Au village, rue Foch, on aperçoit depuis quelques semaines un atelier galerie un peu particulier. Derrière la baie vitrée, se dessine la fine silhouette de Carine Lourme, penchée et concentrée sur son métier à broder. Son geste délicat interpelle et incite à pousser la porte. Au fond, on distingue un atelier où perce la lumière. Autour d’elle, des vêtements mais aussi des accessoires, de la décoration, des tableaux et même des boules de pétanque en tissu… “Je voulais montrer dans cet espace que la broderie ne se limite pas à la haute couture. Mon objectif est de faire découvrir toutes les possibilités qu’offre cette technique et de montrer qu’elle peut s’intégrer à de nombreux univers créatifs”, explique rapidement l’experte. Carine sait de quoi elle parle, elle qui détient le prestigieux titre de Meilleur Ouvrier de France en broderie haute couture et qui a travaillé de nombreuses années dans ce domaine. Retour sur un parcours guidé par le travail, la passion, ainsi qu’ une profonde envie de transmettre.

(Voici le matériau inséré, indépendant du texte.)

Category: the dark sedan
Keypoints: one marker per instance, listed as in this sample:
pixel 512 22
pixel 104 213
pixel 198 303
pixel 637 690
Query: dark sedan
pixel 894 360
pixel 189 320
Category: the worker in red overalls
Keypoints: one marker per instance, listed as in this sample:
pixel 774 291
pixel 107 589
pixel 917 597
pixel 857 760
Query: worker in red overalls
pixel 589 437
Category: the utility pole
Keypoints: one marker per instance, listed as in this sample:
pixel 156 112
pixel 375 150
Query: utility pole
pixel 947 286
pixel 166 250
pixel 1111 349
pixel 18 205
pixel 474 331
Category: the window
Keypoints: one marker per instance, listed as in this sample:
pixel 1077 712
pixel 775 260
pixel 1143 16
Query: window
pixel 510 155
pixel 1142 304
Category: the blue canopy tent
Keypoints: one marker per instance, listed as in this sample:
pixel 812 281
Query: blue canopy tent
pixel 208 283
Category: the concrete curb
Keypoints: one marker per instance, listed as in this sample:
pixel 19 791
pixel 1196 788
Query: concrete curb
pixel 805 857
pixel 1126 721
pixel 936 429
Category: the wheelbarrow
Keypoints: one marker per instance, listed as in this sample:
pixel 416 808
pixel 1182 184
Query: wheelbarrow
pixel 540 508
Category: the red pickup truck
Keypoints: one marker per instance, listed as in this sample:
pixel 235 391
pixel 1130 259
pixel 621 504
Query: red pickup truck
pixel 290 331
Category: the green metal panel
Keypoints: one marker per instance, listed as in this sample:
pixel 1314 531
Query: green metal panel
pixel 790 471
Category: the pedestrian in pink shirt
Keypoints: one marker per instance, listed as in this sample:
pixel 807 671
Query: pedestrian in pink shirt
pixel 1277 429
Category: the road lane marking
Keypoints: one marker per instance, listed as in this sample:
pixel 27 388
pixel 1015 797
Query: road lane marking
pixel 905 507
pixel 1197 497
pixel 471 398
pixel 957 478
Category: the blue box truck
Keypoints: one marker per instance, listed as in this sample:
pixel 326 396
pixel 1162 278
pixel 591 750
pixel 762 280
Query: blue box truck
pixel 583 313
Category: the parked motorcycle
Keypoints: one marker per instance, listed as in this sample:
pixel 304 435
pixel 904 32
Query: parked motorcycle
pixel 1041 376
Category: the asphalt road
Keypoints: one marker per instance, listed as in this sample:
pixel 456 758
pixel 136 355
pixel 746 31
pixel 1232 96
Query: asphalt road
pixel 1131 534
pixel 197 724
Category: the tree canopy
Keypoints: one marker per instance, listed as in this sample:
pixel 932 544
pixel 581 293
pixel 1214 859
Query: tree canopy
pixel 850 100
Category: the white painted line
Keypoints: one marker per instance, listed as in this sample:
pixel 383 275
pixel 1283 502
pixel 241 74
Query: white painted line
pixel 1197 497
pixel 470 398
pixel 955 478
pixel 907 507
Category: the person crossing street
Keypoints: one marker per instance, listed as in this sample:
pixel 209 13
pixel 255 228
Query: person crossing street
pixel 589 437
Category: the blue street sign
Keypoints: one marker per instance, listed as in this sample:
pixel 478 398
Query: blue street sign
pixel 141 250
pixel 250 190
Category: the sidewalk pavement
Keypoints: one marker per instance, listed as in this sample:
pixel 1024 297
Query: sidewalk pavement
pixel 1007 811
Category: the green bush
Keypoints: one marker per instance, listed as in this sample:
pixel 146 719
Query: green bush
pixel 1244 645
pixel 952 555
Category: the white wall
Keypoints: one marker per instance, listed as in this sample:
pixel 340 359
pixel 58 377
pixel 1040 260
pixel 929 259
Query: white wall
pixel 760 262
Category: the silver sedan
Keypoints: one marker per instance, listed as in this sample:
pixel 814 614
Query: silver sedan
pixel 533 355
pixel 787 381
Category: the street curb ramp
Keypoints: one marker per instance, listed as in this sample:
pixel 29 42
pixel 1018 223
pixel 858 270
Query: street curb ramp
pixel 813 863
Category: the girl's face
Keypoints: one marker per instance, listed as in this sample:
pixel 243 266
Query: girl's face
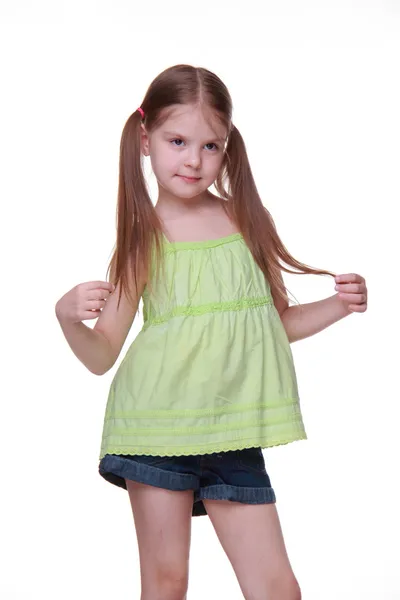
pixel 185 146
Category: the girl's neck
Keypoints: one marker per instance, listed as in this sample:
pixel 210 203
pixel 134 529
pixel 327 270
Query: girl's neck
pixel 175 208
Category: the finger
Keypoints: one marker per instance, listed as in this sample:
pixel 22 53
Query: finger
pixel 348 278
pixel 354 288
pixel 357 307
pixel 353 298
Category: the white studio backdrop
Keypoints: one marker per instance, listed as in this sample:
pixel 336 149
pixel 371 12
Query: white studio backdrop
pixel 316 94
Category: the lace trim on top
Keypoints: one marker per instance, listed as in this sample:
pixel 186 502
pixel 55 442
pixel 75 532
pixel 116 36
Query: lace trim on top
pixel 173 246
pixel 186 311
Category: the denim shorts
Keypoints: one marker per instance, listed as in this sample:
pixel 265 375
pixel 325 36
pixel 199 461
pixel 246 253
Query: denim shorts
pixel 236 475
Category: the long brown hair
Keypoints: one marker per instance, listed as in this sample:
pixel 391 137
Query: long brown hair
pixel 139 229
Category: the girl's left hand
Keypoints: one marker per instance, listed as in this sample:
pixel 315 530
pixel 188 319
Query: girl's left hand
pixel 352 291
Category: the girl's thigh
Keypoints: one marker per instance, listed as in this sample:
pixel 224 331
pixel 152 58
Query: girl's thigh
pixel 163 527
pixel 252 539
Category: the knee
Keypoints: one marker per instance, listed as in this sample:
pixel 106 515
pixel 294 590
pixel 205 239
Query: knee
pixel 292 591
pixel 171 584
pixel 285 589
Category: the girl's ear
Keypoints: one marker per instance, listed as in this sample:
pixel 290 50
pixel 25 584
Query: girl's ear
pixel 144 140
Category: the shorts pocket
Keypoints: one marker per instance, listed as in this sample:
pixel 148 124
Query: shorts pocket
pixel 251 459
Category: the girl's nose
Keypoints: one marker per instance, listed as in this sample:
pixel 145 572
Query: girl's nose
pixel 193 160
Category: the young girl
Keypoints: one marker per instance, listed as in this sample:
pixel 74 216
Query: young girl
pixel 209 381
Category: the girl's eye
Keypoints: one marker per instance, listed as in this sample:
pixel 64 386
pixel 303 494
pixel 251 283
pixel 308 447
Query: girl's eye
pixel 179 145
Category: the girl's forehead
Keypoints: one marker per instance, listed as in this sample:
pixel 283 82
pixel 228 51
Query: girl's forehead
pixel 194 119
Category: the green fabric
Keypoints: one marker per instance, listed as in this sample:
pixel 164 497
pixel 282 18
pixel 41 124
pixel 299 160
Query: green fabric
pixel 212 368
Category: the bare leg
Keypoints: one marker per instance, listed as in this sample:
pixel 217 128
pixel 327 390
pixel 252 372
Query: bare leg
pixel 163 528
pixel 252 538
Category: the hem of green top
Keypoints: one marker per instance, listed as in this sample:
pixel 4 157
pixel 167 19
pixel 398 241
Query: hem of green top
pixel 202 449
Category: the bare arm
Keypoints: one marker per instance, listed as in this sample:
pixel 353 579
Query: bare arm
pixel 91 347
pixel 304 320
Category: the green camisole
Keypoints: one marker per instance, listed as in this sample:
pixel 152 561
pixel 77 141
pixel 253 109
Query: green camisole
pixel 212 368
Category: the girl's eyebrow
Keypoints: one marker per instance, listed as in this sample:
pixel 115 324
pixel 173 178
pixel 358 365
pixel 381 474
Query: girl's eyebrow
pixel 180 136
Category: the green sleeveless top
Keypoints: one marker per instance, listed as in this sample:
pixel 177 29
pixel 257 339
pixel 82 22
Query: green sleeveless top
pixel 212 368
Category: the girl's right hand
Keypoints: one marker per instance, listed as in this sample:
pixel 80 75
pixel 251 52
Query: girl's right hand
pixel 84 301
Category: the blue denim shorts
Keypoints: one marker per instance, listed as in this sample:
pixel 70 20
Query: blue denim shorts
pixel 236 475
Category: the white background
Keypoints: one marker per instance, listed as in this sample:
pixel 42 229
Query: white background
pixel 316 94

Carine, pouvez-vous nous expliquer ce qu’est précisément la broderie ?
Pour moi, la broderie est une manière d’enrichir un support textile, de lui apporter du relief, de la matière et une identité. Les possibilités sont infinies : on peut travailler des matières très nobles comme des matériaux plus simples, sur des vêtements comme sur des objets décoratifs. Dans mon atelier, je présente aussi des échantillons et des créations afin de susciter des idées et des envies chez les visiteurs.
D’où vous vient cette passion pour ce savoir-faire ?

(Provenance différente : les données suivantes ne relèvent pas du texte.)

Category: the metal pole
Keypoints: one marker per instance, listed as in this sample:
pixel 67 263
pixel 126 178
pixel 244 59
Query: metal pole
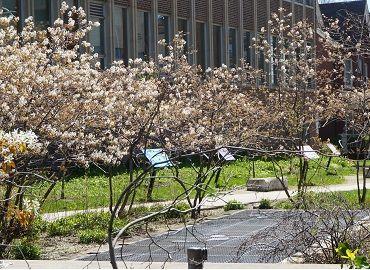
pixel 196 257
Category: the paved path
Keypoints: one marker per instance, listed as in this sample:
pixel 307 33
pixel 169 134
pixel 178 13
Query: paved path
pixel 243 196
pixel 107 265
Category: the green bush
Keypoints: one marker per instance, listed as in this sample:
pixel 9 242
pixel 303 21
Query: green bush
pixel 76 224
pixel 92 236
pixel 233 205
pixel 174 212
pixel 25 249
pixel 265 204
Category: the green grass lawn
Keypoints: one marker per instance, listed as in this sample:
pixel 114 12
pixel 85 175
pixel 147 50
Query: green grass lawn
pixel 327 200
pixel 92 190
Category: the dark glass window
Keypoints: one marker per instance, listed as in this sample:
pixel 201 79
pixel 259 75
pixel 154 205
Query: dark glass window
pixel 247 48
pixel 72 3
pixel 143 34
pixel 42 13
pixel 232 47
pixel 120 34
pixel 201 44
pixel 273 67
pixel 10 7
pixel 217 45
pixel 97 36
pixel 163 33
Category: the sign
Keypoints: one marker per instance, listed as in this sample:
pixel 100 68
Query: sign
pixel 333 149
pixel 225 154
pixel 158 158
pixel 309 153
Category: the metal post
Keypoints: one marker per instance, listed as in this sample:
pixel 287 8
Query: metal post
pixel 196 257
pixel 328 164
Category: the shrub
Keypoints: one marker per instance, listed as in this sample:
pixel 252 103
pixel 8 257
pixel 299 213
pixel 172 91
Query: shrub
pixel 233 205
pixel 88 221
pixel 25 249
pixel 92 236
pixel 173 213
pixel 265 204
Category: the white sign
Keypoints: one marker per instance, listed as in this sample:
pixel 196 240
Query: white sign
pixel 225 154
pixel 309 153
pixel 333 149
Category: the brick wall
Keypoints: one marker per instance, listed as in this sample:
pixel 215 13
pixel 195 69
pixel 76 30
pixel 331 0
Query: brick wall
pixel 262 14
pixel 218 11
pixel 234 13
pixel 144 4
pixel 248 14
pixel 165 6
pixel 201 7
pixel 184 8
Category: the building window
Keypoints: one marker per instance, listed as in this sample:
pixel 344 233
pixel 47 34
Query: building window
pixel 273 65
pixel 120 34
pixel 217 46
pixel 163 33
pixel 247 48
pixel 201 44
pixel 42 13
pixel 348 82
pixel 72 3
pixel 11 7
pixel 97 34
pixel 360 63
pixel 143 35
pixel 366 72
pixel 232 47
pixel 183 28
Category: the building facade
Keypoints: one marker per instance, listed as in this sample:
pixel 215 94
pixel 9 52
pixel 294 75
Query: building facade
pixel 220 31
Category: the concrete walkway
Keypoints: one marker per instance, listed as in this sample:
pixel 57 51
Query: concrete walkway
pixel 130 265
pixel 243 196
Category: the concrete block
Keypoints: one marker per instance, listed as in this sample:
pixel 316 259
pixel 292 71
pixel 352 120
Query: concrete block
pixel 265 184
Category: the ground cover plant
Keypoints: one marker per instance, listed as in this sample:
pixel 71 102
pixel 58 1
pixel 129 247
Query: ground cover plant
pixel 88 192
pixel 62 112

Je me suis passionnée très jeune pour la mode et les grands couturiers, notamment Jean Paul Gaultier. Après des études de stylisme et modélisme à ESMOD Paris, je me suis rapidement tournée vers la broderie. J’étais très attirée par les créations riches, colorées et très travaillées. C’était presque une évidence.

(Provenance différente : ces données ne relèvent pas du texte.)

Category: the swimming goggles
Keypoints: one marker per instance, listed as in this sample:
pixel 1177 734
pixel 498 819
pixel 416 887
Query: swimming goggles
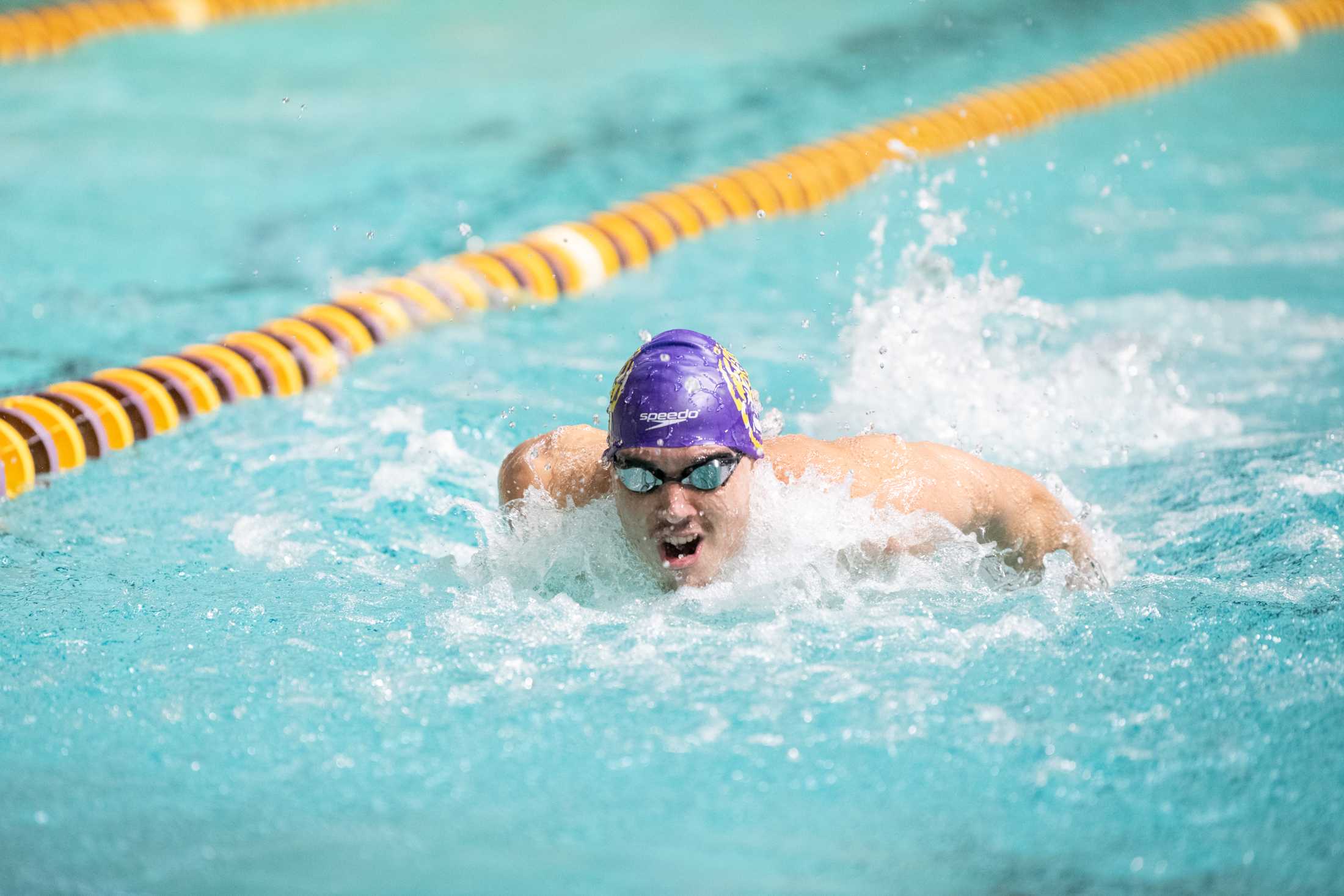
pixel 704 476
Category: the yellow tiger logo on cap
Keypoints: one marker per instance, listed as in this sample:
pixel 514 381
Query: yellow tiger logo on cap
pixel 740 387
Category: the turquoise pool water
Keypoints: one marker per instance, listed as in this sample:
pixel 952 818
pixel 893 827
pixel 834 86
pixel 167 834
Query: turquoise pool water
pixel 290 648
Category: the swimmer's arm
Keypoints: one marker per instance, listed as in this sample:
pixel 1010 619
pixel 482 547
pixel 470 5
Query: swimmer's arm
pixel 999 506
pixel 1019 515
pixel 566 464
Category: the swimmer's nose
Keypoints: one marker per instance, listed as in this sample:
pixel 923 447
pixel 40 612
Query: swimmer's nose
pixel 675 506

Quel parcours professionnel avez-vous mené par la suite ?,
Suite à mes études, j’ai intégré la prestigieuse Maison Lesage, où j’ai appris le métier de dessinatrice de broderie, un savoir-faire extrêmement rare qui s’apprend essentiellement au sein des ateliers. Dans le milieu de la haute couture, il s’agit de traduire les motifs conçus pour les couturiers en indications techniques destinées aux brodeuses. Chaque élément est ensuite brodé séparément à plat au métier avant d’être assemblé en vêtement final. C’est un travail de précision où chaque détail compte et où l’erreur est rarement permise, ce fut une véritable école de la rigueur ! Par la suite, j’ai exploré d’autres domaines, toujours dans cet univers. J’ai créé avec une associée une entreprise spécialisée dans la robe de mariée sur mesure. Puis avec la crise de 2009, j’ai rejoint la maison Cadolle, spécialisée dans la lingerie et la corseterie historique. Cette expérience m’a permis de découvrir un autre univers artisanal, très technique et confidentiel. J’ai ensuite travaillé pour plusieurs grandes maisons parisiennes avant d’intégrer l’atelier Montex, autre référence majeure de la broderie de luxe, qui travaille avec les plus grandes maisons comme Chanel. J’y suis restée plus de quatorze ans et j’ai évolué jusqu’au poste de directrice de production et coordinatrice de projets, avec un rôle davantage tourné vers l’organisation et la gestion des créations.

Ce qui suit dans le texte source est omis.